Contrary to popular belief, steam is invisible. It is not the misty, foggy substance that escapes from a steamer cabinet when the door is opened. That is actually a liquid, though it is “floating.” Since it is super-heated gaseous water, steam contains more heat energy than regular hot air and produces a higher quality food product.
Countertop steamers are ideal for kitchens with limited space or those that are just introducing steamed food to their menu. These compact models may not be able to produce as much as their full-size counterparts, but they can do everything else the larger models can, and they don’t require much space at all to install and operate. When deciding which model of countertop steamer is best for your establishment, be sure to consider how it generates steam and whether you would prefer a connectionless model or one with a direct water line. Countertop steamers can generate steam using either gas or electric burners that heat up the water reservoir or boiler. Gas units have a gas inlet point that requires special piping and attachments to connect it to the supply line. Check the diameter of the hookup and make sure it is compatible. For electric models, you will want to consider the actual voltages that are available to see if you have to run a special line or if it can be connected into a regular outlet. Establishments that want to keep their unit mobile or do not want to run a separate water line to the countertop can opt for a connectionless countertop steamer.
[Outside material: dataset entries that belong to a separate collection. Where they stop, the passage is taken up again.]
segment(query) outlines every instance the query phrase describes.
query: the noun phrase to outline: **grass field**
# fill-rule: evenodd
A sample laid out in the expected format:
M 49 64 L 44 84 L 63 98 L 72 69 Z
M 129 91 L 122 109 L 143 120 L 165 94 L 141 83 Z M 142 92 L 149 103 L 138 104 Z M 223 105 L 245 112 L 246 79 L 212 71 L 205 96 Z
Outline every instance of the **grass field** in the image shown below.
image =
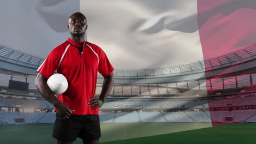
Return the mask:
M 256 123 L 102 123 L 100 143 L 256 143 Z M 0 125 L 0 143 L 56 143 L 53 124 Z M 83 143 L 77 139 L 74 144 Z

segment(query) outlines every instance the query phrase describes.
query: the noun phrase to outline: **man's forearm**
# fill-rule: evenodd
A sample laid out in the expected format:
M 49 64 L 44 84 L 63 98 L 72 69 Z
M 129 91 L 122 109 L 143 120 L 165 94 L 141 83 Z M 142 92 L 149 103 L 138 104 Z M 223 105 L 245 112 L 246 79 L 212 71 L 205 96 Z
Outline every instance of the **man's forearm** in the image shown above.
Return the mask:
M 40 94 L 47 101 L 53 104 L 55 107 L 61 103 L 58 99 L 54 95 L 53 92 L 49 88 L 46 82 L 45 77 L 39 73 L 36 78 L 35 85 Z
M 105 102 L 107 97 L 112 88 L 113 83 L 114 83 L 114 74 L 111 73 L 109 75 L 104 77 L 103 82 L 102 84 L 102 89 L 98 99 Z

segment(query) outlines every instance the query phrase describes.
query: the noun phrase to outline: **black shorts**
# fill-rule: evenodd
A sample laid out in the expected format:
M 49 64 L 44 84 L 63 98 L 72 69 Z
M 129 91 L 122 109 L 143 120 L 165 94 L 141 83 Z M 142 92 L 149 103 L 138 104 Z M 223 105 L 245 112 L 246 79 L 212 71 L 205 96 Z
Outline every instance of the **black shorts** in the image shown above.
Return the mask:
M 56 113 L 53 137 L 66 142 L 73 142 L 78 137 L 84 140 L 97 140 L 101 137 L 98 115 L 72 115 L 64 119 Z

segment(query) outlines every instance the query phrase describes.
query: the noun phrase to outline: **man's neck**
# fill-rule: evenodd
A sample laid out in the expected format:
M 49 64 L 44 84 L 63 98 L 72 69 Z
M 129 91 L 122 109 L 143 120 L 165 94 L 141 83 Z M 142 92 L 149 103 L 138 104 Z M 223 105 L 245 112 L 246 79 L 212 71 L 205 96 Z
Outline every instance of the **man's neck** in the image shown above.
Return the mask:
M 75 43 L 82 44 L 83 43 L 84 41 L 84 35 L 82 36 L 74 36 L 71 35 L 70 39 Z

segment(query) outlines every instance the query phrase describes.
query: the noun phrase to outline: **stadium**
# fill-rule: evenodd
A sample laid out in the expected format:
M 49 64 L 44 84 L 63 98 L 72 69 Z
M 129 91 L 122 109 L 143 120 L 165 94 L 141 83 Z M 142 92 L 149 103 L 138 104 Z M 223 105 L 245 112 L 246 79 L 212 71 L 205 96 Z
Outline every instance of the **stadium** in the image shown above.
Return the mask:
M 111 141 L 234 123 L 253 123 L 256 122 L 255 58 L 253 44 L 187 64 L 115 69 L 114 85 L 100 109 L 101 142 L 114 143 Z M 54 107 L 34 86 L 36 69 L 44 61 L 0 45 L 2 128 L 46 124 L 44 127 L 48 129 L 45 133 L 51 131 L 56 116 Z M 98 74 L 96 95 L 102 82 L 103 77 Z M 134 127 L 140 130 L 131 130 Z M 149 127 L 155 130 L 149 131 L 147 128 Z M 104 133 L 109 129 L 118 138 Z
Also, connectionless models can potentially save money on the water bill, but employees have to continually fill up the water reservoir to keep the steam flowing.
Whichever type you decide upon, be sure to also check the overall dimensions and pan capacity. The exterior dimensions will let you know how much countertop space the machine will actually take up which can be an especially important consideration in especially tight kitchens where the steamer will need to compete for space with other pieces of equipment. The pan capacity will indicate how many full-size hotel pans (2 inches deep) the unit will accommodate, giving you a good idea of how much food you can cook at one time. Typically, three-pan steamers are best for small establishments with fewer than 50 seats, or those that are new to steaming food and don’t have very many menu items that need to be steamed. Steamers that can hold five pans or more give you more production but are still only intended for restaurants with fewer than 100 seats.